Although Ireland had already clinched the championship the week before, England was desperate to redeem their reputation after two defeats in a row, and to deny Ireland the honour of winning a Grand Slam.
Kitty O’Shea’s, the Irish pub opposite the European Commission building in Brussels, was no exception. After the first European Studies Course session just down the road in the Schuman Salon, I walked into the pub just as a roar went up to celebrate the first of what would become three tries – and a convincing win.
Leaving at half-time to catch my train back to Amsterdam, I glanced at the EU buildings towering above the Schuman station in the heart of the European district. Would there even have been a European Union, or a Europe as we know it today, without a St Patrick? I mused.
Perhaps all Europeans ought to be grateful for the spiritual tidal wave that swept eastwards from what Patrick himself understood to be ‘the ends of the earth’: his adopted home of Ireland. For, as we had traced earlier that day during the study course, that tsunami had swept through Britain, across to what is now France, the Low Countries and Germany, and continued into Switzerland and over the Alps to northern Italy.
Few on Saturday would have raised their Guinness to the spiritual revolution Patrick’s mission sparked in AD432, transforming an island of pagans into ‘the island of saints and scholars’. But it’s worth taking a moment to reflect on what Europe might have looked like without the Christian Celtic influence that started with Patrick.
Scholarship
The title of Thomas Cahill’s popular book, How the Irish saved civilization, boldly claims that the conversion of the Irish had huge consequences for western society after the collapse of the Roman empire and the subsequent loss of classical knowledge.
The monastic communities the Celts established, first in Ireland, then Scotland, followed by England and across onto the continent, became centres of learning, culture and scholarship, and libraries were established where surviving manuscripts were painstakingly copied. Monasteries became the storehouses of the great works of western literature.

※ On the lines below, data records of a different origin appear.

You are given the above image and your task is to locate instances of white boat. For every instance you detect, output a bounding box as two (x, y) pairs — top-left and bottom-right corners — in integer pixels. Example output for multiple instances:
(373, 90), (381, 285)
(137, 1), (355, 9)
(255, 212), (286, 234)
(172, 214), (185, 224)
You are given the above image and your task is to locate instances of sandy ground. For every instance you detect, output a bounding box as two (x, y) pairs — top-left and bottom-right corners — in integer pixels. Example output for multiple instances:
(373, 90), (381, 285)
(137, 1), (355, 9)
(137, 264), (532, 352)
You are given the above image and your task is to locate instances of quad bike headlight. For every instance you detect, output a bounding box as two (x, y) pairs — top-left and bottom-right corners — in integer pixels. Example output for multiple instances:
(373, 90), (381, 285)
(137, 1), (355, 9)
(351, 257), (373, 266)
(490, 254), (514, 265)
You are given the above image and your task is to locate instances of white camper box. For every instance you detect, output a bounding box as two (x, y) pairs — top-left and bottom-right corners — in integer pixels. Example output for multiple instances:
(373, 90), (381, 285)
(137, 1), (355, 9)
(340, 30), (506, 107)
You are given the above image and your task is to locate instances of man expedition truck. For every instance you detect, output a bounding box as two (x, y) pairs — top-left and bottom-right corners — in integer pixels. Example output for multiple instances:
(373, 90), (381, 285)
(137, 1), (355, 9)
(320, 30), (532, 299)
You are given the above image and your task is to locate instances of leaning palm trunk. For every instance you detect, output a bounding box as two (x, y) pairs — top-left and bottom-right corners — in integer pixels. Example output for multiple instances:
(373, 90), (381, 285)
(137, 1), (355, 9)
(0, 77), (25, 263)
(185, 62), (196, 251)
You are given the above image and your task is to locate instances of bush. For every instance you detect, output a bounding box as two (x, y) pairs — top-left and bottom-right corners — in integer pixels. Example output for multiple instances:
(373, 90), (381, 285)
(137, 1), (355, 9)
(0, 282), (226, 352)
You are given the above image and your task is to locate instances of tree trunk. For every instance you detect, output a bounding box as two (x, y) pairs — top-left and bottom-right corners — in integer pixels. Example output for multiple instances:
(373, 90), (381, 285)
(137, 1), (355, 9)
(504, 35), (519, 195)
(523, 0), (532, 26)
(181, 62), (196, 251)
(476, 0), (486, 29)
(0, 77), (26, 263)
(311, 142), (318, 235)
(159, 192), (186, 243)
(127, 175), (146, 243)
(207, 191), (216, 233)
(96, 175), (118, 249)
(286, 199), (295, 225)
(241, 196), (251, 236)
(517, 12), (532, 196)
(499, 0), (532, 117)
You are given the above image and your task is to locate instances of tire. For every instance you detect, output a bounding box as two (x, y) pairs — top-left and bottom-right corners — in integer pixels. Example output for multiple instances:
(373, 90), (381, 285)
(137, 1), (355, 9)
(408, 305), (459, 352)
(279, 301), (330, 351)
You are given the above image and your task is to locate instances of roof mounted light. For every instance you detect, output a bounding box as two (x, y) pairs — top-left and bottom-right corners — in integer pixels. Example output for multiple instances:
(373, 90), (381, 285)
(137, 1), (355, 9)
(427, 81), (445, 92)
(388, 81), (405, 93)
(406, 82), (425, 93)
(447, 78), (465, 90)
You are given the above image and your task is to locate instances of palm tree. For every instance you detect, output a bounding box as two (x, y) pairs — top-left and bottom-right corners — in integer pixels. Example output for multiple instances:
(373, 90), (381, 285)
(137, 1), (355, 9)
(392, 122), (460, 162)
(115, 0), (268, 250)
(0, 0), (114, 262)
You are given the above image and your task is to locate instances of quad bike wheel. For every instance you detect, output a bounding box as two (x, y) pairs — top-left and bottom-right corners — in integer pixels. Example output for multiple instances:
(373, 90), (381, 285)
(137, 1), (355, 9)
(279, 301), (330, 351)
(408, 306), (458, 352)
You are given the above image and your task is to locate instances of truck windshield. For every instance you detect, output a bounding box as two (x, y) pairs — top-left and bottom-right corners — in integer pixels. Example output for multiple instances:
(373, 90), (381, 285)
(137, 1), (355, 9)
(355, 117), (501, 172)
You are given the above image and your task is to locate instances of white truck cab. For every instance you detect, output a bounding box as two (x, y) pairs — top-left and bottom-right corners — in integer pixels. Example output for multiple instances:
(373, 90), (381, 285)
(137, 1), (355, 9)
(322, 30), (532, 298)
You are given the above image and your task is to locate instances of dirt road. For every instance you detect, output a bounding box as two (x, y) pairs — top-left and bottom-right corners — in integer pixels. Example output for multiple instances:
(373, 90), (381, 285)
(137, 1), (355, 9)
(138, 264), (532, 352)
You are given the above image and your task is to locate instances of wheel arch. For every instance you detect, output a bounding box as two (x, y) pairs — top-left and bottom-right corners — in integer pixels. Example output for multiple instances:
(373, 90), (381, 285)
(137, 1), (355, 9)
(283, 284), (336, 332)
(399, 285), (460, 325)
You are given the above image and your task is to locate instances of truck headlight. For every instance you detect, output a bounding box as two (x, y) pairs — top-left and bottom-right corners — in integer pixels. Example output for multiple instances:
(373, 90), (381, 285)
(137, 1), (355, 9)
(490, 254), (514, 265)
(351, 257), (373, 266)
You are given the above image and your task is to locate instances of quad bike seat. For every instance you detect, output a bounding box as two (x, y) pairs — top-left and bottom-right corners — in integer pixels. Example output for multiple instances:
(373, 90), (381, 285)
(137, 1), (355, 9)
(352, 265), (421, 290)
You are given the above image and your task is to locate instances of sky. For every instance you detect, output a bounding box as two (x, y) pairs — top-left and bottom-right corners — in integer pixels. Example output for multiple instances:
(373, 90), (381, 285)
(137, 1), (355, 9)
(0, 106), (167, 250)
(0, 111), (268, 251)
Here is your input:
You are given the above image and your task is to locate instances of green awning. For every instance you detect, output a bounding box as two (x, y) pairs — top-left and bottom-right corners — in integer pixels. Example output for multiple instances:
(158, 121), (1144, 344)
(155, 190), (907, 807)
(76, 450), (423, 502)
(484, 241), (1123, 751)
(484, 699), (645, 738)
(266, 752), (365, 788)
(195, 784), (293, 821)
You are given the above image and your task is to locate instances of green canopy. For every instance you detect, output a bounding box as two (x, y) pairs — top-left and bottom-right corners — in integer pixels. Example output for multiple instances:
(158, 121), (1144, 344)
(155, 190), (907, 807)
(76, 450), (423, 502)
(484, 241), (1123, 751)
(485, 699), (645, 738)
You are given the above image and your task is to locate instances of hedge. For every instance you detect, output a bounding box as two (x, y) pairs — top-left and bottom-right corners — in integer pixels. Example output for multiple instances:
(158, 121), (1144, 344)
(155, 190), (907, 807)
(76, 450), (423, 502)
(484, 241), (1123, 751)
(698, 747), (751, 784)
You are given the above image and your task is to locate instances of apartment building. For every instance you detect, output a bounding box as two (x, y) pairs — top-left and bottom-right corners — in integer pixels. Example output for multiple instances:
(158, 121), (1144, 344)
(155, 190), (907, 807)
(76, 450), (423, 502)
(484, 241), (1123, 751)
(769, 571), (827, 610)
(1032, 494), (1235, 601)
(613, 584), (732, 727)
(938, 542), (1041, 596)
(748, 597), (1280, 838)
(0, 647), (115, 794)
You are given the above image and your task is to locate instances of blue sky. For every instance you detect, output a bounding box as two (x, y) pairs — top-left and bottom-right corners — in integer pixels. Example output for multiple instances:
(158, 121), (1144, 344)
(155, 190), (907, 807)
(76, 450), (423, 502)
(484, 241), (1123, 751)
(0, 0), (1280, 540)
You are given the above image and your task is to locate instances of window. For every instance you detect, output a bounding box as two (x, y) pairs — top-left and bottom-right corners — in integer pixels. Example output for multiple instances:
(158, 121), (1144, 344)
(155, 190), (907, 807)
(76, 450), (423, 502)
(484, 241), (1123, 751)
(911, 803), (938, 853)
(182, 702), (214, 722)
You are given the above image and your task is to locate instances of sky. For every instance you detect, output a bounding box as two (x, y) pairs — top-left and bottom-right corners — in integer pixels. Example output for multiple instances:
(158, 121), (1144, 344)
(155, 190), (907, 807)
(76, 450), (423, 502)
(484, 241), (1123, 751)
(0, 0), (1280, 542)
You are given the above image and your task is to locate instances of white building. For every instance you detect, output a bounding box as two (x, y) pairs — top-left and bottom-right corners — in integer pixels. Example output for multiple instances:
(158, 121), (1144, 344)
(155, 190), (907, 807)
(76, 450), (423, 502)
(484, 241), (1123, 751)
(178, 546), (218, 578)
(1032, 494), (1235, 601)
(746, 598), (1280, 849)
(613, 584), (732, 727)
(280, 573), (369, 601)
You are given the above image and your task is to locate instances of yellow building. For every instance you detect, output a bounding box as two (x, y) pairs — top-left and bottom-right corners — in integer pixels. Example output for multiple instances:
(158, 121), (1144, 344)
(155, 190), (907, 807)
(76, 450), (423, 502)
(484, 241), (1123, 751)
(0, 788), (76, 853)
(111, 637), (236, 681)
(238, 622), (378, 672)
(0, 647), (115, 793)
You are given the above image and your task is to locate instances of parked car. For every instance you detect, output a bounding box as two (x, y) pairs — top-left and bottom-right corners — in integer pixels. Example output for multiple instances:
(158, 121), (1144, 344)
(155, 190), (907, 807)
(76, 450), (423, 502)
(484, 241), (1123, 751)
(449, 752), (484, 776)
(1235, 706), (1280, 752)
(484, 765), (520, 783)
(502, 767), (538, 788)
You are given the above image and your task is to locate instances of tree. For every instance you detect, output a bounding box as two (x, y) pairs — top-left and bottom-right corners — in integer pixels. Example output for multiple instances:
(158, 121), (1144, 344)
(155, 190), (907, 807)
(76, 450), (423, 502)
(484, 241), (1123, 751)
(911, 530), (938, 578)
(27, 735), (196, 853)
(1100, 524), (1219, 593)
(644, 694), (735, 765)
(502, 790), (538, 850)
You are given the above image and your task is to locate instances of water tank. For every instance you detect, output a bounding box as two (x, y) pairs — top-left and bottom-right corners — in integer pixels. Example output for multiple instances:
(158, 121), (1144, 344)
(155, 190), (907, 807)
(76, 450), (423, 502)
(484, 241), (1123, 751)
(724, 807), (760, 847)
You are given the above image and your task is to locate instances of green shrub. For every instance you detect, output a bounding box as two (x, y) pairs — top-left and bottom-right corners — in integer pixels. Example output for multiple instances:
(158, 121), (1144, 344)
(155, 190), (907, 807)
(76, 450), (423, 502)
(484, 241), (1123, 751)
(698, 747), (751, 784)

The Irish were the first to separate words on the printed page, invent lower case letters and devise paragraphs. They produced the magnificent Book of Kells, the Book of Durrow and many other masterpieces. Illustrations included cats, mice, birds and others animals in a playful, almost irreverent, sense of humour. Mixing Christian and Celtic motifs, the manuscripts unite the beauty of both cultures, reflecting Patrick’s genius to enhance rather than obliterate the pre-Christian culture.
Cahill points out that historians often focus on the classical or medieval periods but forget the vital Celtic link between the two: ‘Without the mission of the Irish monks, who single-handedly refounded European civilisation throughout the continent in the bays and valleys of their exile, the world that came after them would have been an entirely different one–a world without books. And our own world would never have come to be.’
Patrick’s bold mission to Ireland was followed by outreaches by Columba to Iona and the Scots; Aidan, Chad and others to Lindisfarne and the English; Columbanus and Gallus to France, Austria, Switzerland and Italy; and Magnus to southern Germany, to name a few. The mission momentum continued after the Celtic Church was assimilated into the Roman Church in the 7th century, with Willibrord reaching out to the Friesians and Boniface to the German Saxons.
(By the way, you can still join remaining sessions of the European Studies Course in both Amsterdam and Brussels.)
Shamrock
This summer, Romkje and I will again take a group of modern pilgrims on the Celtic Heritage Tour, June 30-July 12, tracing Patrick’s footsteps and learn more about the influence of the Irish Celts and others who shaped Ireland, Britain and Europe through their faith. (The tour is nearly full but we hope to offer it again in 2020 and the Continental Heritage Tour next year.)
Lastly, what’s with the green? You wouldn’t need to ask that if you had ever been to the Emerald Isle where the rainy climate keeps the vegetation lush. And there’s the three-leafed shamrock, the sacred plant of the druids proudly displayed on the rugby jerseys of the new Six Nations champions, and by which Patrick is supposed to have illustrated the concept of the Trinity.
Whether he actually did or not doesn’t matter to the Irish. So long as it’s a good story.